Many activities such as chess, polo and even golf have been questioned as legitimate sports. According to the international Olympic committee, chess, polo and golf all fall under the category of sports but it seems that golf has been the only sport played at the Olympics of these three. Activision, one of the world's leading gaming companies known for titles such as "Call of Duty," "Destiny" and "Guitar Hero," is now attempting to create an official ESPN segment called Major League Gaming. This has led to the debate on whether or not video games are a legitimate sport and if Activision’s endeavor to create MLG will create a surge in profits and popularity or a crash in failure.

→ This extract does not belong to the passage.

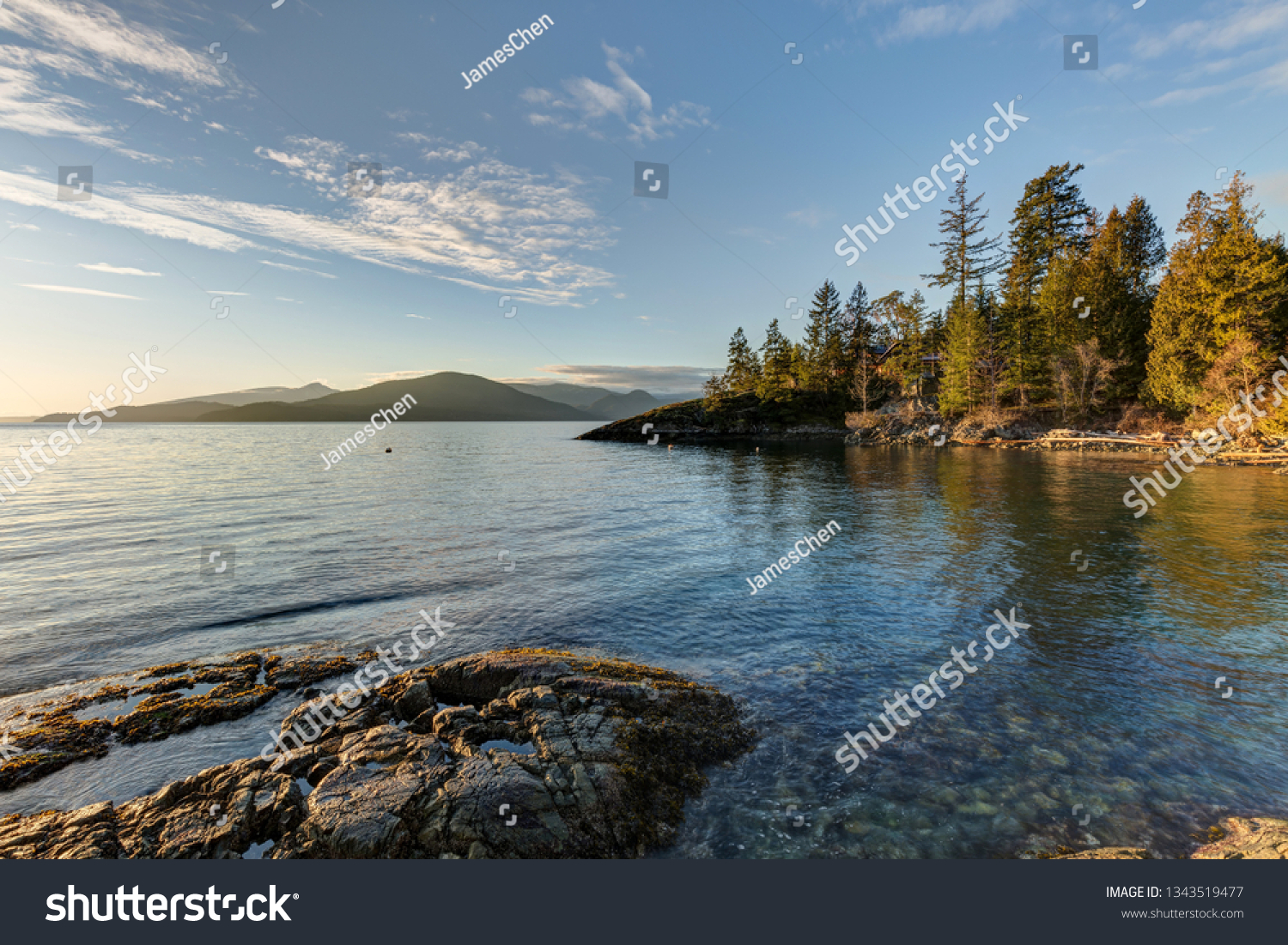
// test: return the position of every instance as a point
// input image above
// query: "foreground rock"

To determine whether or not an activity can be considered a sport requires a close inspection of the definition. According to the Oxford Dictionary, a sport is “an activity involving physical exertion and skill in which an individual or team competes against another or others for entertainment." Even though video games easily fall under a category of skills being used and involving one or more players, clearly it misses the physical exertion part of the description. Unless you count moving fingers as physical exertion, games do not fall under this definition of sport. Nevertheless, this is only one of many definitions for the word "sport." There are many variants to the definition that will play a huge role in determining if in fact video games should be considered sports on a national level.

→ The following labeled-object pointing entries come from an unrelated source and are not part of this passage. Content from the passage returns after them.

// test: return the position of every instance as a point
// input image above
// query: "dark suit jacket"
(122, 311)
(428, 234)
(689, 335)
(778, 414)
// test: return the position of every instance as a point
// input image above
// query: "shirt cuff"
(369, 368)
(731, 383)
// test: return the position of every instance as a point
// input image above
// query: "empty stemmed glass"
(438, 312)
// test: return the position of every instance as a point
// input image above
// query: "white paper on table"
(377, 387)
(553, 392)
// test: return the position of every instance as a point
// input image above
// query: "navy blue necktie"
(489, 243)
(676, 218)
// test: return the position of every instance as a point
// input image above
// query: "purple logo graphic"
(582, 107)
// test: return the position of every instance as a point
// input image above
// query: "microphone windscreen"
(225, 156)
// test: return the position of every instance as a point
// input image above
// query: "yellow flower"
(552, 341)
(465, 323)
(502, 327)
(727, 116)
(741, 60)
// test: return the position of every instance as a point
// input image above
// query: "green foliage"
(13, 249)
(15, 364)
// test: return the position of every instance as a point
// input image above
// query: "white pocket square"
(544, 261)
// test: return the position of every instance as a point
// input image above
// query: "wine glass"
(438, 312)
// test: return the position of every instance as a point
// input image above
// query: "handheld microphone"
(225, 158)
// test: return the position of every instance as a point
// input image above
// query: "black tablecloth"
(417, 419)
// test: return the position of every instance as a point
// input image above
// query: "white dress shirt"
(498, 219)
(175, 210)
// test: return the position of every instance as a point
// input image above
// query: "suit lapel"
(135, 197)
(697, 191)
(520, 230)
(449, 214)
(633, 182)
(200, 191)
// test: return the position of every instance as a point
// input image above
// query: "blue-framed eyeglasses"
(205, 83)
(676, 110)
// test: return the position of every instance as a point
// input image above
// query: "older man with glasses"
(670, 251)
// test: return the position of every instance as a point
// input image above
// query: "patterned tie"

Regardless of video games being considered a sport or not, Activision’s business venture of one day making such genres of gaming like first person shooters (FPS), strategy games and mass multiplayer online games (MMO) into an ESPN segment for professional video games will not be an easy task. However, in the past decade, many games have created huge competitions in which the winning team or player gains prize money that can add up to millions. For instance, the popular MMO strategy game "League of Legends" has given away $1 million in prize money to last year’s champions in the National League of Legends tournament. Thus, Activision is investing $40 million towards the endorsement and creation of major league gaming on ESPN. Can video game popularity from audiences going to tournaments and tuning in from websites such as YouTube be re-created on TV? Only time will tell.

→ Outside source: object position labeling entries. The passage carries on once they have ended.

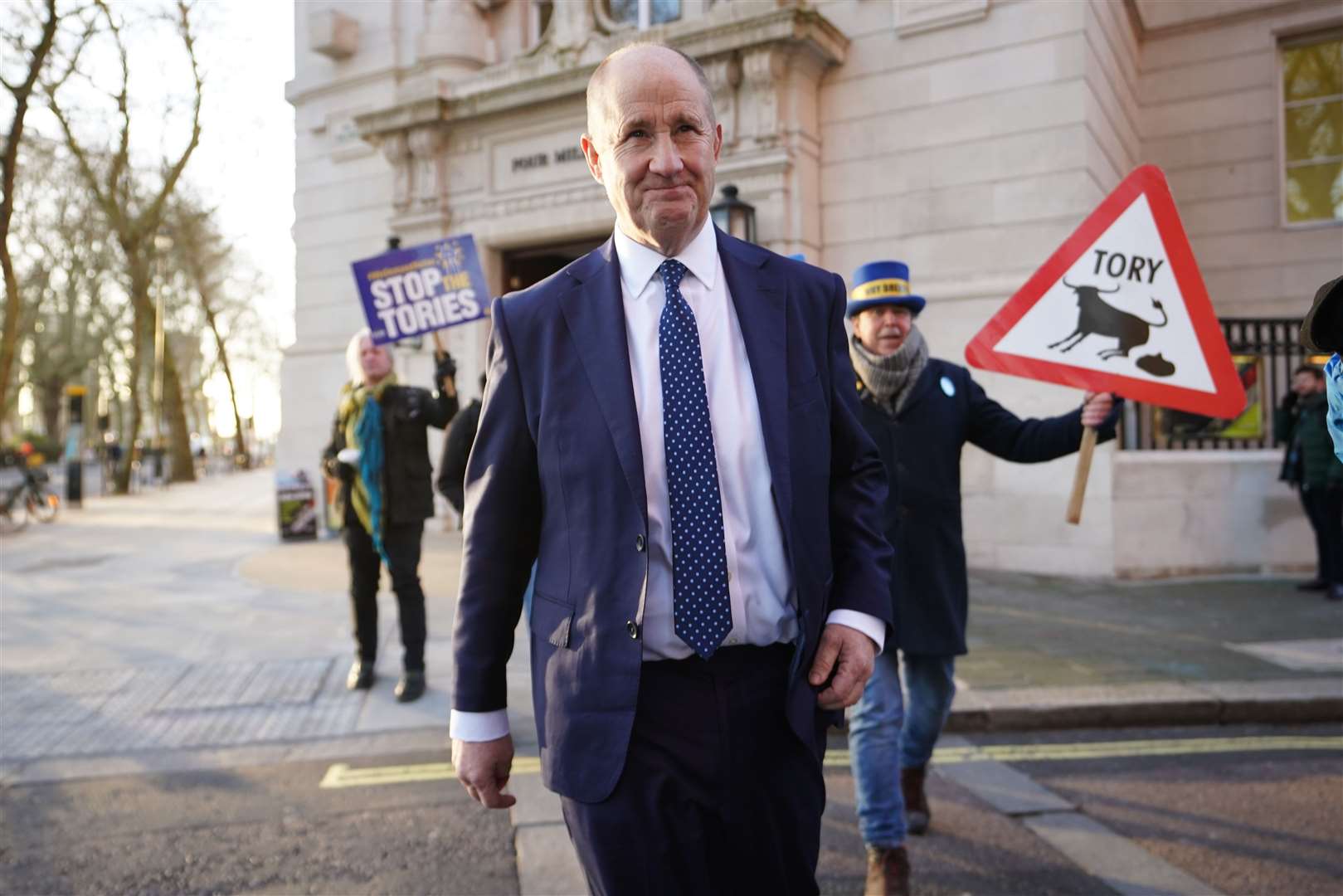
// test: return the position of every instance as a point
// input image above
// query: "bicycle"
(30, 499)
(41, 501)
(13, 508)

Video games being considered a sport seems difficult to believe but widespread popularity of the genre may change the public’s perception, especially with Activision’s creation of Major League Gaming. In order for MLG to become a national sensation, Activision is going to have to reach an audience other than the spectrum of young players who have created the initial market for professional gamers.
Let's take into consideration the fact that as of right now, only young people are truly invested in watching or participating in professional gaming but as that generation gets older and as the professional gaming scene develops, it is completely possible for professional gaming to adhere the original aging audience as well as the next generation. Thus, there may be a pretty solid foundation for professional gaming to have a place in our world of sports!